Nomboleko’s children ranged in age from 11 down to two years old, so the postpartum defence is not clearly applicable. But the existence of the defence suggests that there are acts that the black-and-white of many legal systems cannot accommodate. We cannot anticipate what the trial will unearth about the motives for these tragic killings if indeed Nomboleko is found fit to stand trial.
But given the burden of poverty that women shoulder in South Africa, it is important for the nation as a collective to consider if the ultimate responsibility for such acts should be laid at the door of one person or whether there must be a collective responsibility, a culpability that needs to be owned for the impact that grinding and relentless poverty has on good people’s lives. What impact does daily hunger and hopelessness, the gnawing pain and the reasonable belief that nothing will change for you or those that you brought into this world have?
And intergenerational is an all too real dynamic for millions of people in South Africa.
The most recent Poverty Trends Report of Statistics South Africa confirmed that poverty experienced by black women in South Africa far outweighs that for any other demographic. Half of black Africans lived below the middle poverty line of R945 per person per month in 2022 prices, against a national norm of 41.7 percent – 0.4 percent of whites lived below this line. And 42 percent of women fell below this poverty line compared to 38 percent of men. Despite the social grants, these poverty trends have been worsening over time.
The place also contributes to the prevalence of poverty. The Eastern Cape had the highest burden of poverty at 72.9 percent according to the same report. Access to income is a core driver of poverty.
Unemployment in non-metro areas in the Eastern Cape was 50 percent in Q2 2022. Apart from the outcomes of poverty on physical health, the impact on mental health of people is profound. These are factual, known consequences of the national poverty prevalence.

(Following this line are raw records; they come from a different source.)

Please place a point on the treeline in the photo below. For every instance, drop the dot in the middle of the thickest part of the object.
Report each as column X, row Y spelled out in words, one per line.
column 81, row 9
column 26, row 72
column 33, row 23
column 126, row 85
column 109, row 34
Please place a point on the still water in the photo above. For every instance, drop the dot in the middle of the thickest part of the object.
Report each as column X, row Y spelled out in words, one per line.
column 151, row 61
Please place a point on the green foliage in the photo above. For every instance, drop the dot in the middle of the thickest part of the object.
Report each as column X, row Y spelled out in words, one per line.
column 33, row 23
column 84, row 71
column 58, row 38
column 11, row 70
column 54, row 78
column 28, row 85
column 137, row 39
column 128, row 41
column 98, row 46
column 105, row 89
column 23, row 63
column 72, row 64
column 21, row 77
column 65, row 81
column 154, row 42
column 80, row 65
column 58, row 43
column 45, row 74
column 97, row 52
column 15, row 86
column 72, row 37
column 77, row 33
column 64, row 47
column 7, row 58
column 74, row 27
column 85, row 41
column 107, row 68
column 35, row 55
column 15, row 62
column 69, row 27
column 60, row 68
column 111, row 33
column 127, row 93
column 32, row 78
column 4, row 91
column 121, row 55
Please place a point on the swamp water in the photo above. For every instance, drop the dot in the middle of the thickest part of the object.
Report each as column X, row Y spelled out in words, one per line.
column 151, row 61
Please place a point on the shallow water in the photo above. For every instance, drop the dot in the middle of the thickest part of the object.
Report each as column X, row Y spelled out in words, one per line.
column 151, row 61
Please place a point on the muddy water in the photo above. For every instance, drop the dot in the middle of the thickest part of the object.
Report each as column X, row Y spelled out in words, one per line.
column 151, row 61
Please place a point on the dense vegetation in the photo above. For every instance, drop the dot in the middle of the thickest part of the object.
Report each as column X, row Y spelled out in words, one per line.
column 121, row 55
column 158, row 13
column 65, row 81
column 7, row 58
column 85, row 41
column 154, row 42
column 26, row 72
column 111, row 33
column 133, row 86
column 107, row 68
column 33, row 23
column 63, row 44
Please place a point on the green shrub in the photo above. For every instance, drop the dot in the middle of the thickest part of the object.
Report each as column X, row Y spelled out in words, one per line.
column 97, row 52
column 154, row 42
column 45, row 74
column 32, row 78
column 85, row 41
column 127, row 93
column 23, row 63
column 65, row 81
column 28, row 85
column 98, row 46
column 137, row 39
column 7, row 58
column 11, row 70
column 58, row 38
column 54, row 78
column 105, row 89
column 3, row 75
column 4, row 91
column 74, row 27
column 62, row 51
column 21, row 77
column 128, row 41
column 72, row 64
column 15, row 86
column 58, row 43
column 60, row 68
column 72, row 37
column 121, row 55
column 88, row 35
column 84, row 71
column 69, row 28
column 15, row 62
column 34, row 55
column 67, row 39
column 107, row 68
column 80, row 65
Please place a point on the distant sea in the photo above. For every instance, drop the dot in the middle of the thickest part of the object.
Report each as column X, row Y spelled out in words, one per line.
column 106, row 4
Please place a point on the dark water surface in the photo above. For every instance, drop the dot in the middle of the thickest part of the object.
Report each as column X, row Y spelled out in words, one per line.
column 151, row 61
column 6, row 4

These are consequences that society needs to own.
During the Covid-19 lockdown periods, invaluable research was done by an inter-university and interdisciplinary team into Covid-related vulnerabilities across a variety of dimensions. The National Income Dynamics Survey Coronavirus Rapid Mobile Survey (NIDS CRAM) research was conducted in five waves. Of particular relevance in this regard was their repeated investigation into the links between poverty and mental health.
The NIDS CRAM Wave Five Synthesis Report found a significant increase of depression amongst adults who lived with children in food-depressed households. “Forty percent of adults living with children in food insecure households show signs of depressed mood in April 2021. This compared to 26 percent amongst those living with children in food secure households”. This 40 percent rose to 51 percent when the cessation of school feeding schemes was taken into account. The data found a statistically significant reduction in depression and anxiety levels for households that received social grants.

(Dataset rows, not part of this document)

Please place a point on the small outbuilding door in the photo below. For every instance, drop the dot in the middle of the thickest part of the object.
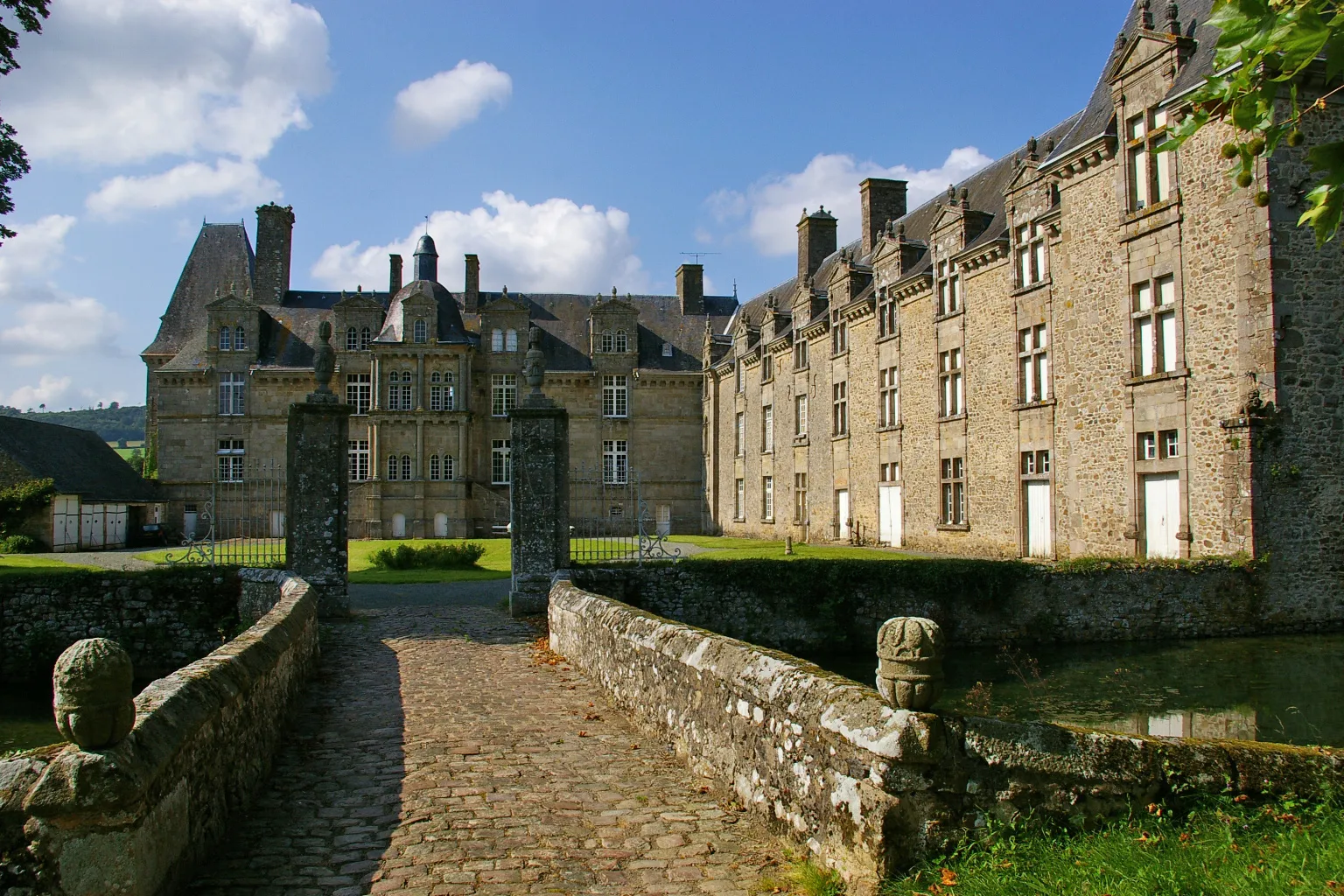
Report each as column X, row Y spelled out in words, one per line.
column 889, row 514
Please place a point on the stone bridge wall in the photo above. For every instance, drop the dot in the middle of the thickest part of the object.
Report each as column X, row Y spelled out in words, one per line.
column 135, row 820
column 164, row 618
column 822, row 606
column 867, row 788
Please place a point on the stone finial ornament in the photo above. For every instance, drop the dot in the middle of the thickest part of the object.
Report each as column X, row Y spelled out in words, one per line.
column 93, row 697
column 534, row 363
column 910, row 653
column 324, row 364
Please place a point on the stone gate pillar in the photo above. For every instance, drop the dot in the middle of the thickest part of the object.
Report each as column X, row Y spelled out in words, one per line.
column 539, row 497
column 318, row 489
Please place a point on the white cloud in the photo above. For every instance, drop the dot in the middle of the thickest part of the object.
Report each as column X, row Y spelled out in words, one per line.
column 428, row 110
column 774, row 205
column 556, row 245
column 34, row 253
column 128, row 80
column 237, row 183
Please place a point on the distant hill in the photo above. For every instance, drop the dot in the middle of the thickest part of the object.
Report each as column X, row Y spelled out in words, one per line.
column 112, row 422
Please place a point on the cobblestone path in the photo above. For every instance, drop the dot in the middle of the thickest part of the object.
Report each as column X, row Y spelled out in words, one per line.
column 436, row 755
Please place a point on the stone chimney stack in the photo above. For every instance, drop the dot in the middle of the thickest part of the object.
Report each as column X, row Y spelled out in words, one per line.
column 275, row 238
column 816, row 241
column 690, row 288
column 472, row 285
column 882, row 200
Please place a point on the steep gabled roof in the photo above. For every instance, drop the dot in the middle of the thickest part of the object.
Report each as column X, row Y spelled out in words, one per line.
column 78, row 461
column 220, row 256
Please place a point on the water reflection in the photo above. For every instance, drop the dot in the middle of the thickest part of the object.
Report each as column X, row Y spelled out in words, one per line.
column 1284, row 690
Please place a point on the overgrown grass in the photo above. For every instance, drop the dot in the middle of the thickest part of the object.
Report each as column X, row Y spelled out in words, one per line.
column 1223, row 846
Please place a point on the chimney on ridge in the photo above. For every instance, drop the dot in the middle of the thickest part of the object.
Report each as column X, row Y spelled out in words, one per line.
column 472, row 285
column 275, row 236
column 882, row 200
column 690, row 288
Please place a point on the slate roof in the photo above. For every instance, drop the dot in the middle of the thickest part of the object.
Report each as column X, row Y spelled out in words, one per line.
column 564, row 320
column 220, row 256
column 78, row 461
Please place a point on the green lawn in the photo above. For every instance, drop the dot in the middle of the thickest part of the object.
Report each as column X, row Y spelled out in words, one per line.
column 1223, row 848
column 22, row 564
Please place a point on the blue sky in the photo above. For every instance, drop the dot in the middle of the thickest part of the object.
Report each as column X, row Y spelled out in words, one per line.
column 576, row 147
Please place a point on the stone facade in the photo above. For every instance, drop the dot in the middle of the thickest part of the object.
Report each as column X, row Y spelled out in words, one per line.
column 429, row 375
column 1088, row 348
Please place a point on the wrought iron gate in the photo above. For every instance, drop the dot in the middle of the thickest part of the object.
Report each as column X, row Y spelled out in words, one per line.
column 243, row 519
column 611, row 520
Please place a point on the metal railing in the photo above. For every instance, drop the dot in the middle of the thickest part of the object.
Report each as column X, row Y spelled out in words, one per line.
column 609, row 519
column 243, row 519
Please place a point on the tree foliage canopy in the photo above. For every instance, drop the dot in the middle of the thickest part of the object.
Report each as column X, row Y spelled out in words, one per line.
column 14, row 160
column 1265, row 47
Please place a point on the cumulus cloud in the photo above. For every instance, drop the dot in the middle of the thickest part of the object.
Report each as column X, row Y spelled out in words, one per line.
column 128, row 80
column 428, row 110
column 237, row 183
column 772, row 206
column 554, row 245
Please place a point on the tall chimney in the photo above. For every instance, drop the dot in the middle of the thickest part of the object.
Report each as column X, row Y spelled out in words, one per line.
column 816, row 241
column 472, row 285
column 275, row 236
column 882, row 200
column 690, row 288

The research also showed that women as mothers, caregivers or grannies were more likely to sacrifice their own food needs, ‘shielding’ the children from hunger, than men were.
So, we don’t know the reasons for this young woman’s horrific actions earlier this month. We do however know that the normative framework that our society has built of rules and laws can be totally foreign to the pressing realities of people whose lives are shaped by other dynamics. Mental health is one such dynamic. There is a proven link between poverty and socio-economic hardship and heightened depression for women, especially when they have hungry children that they cannot feed.
We also know according to the data that women’s anxiety levels fell significantly when they received income from social grants.
We must trust that the legal system will reach an appropriate finding in the tragic deaths of the four young children from Engcobo. But for justice to prevail, there needs to be a collective responsibility for a country’s failure protect to so many vulnerable people. There also needs to be appropriate remedies adopted to prevent this from continuing to happen in our names.